State assessment is one of this skill's core capabilities. When hypothesis state is in question, dispatch the `hypotheses-manager` subagent rather than evaluating evidence inline — it's bias-isolated, reads across interview evidence independently, and returns structured recommendations.

**When to dispatch:**
- The user asks directly about hypothesis health ("how are my hypotheses looking?", "what do we know so far?", "any hypothesis ready to confirm?", "which of these are we still guessing on?")
- Right after an interview has been analyzed and new `[[slug]]` backlinks have arrived (this is wired in automatically by the `interviews` skill's post-transcript flow — you'll see that path in the interviews skill)
- You're orienting the user on what to do next and hypothesis state is material to the decision
- The user questions whether a specific hypothesis still holds, or whether a cross-interview pattern deserves a new hypothesis

**What to pass:**
- `slugs`: the keyword `all` (or a specific list if the conversation is about particular hypotheses)
- `scope`: include instruction to also synthesize candidate new hypotheses from unlinked statements across interview files

**What comes back:** a structured block of state recommendations — each with a `What changed` line, reasoning, evidence pointers, and a `Next action` — plus a single cross-hypothesis `Top pick` and any candidate new hypotheses. The subagent never edits files.

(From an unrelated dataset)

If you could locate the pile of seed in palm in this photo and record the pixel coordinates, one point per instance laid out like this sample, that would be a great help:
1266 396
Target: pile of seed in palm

**What to do with the result:**
- **First (no user confirmation needed) — eager bookkeeping:** for every hypothesis the subagent actually evaluated, update two things in its file:
  - Its `last_assessed` frontmatter to today's date.
  - Its `## Next Action` section to the subagent's suggested next action (create the section if absent, overwrite it if present).
  Both are mechanical, advisory bookkeeping — a factual record of what the subagent recommended against current evidence. Neither changes `status` or the hypothesis body, so neither needs per-item approval. Writing the next action eagerly keeps hypothesis files a live dashboard (the `whats-next` skill reads these sections) and keeps the stability anchor accurate even if the user nods and closes the chat, or if the assessment ran as a byproduct of another flow. (Read the file before writing, so you only touch frontmatter and the `## Next Action` section.)
- Then surface the state recommendations conversationally — lead each touched hypothesis with **what changed → the next action**, not just a status. Surface the `Top pick` as the single most pressing move. Then any candidate new hypotheses.
- For each recommended status change, use this skill's normal propose-before-writing flow — confirm per-item before flipping `status`.
- For each candidate new hypothesis, get the user's go-ahead before creating a file following the conventions above.
- Do not flip statuses or create new hypothesis files without explicit per-item confirmation.

This is the same subagent dispatched by the `interviews` skill after a transcript is analyzed — so state assessment is centralized here regardless of which entry point triggers it.

---

## Ad-hoc web search vs. dispatching web-researcher

Not every web question needs a subagent:

- **Inline `WebSearch` / `WebFetch` (you, the main agent):** single-fact lookups ("is this Reddit thread still active?", "what's the latest on X pricing model?"), quick verification of a claim, one data point asked about in flow. Stays in conversation, no persistence needed.
- **Dispatch `web-researcher`:** multi-source validation passes for a specific hypothesis (scanning community signals across Reddit/HN/forums, surveying workarounds, gathering willingness-to-pay evidence). Output is structured and gets saved to `startup/research/{YYYY-MM-DD}-{hypothesis-slug}-research.md` for later reference — and the findings feed into the hypothesis's `## Notes` section.

Rough rule: one fact in flow → inline. Multi-source or results-should-persist → dispatch.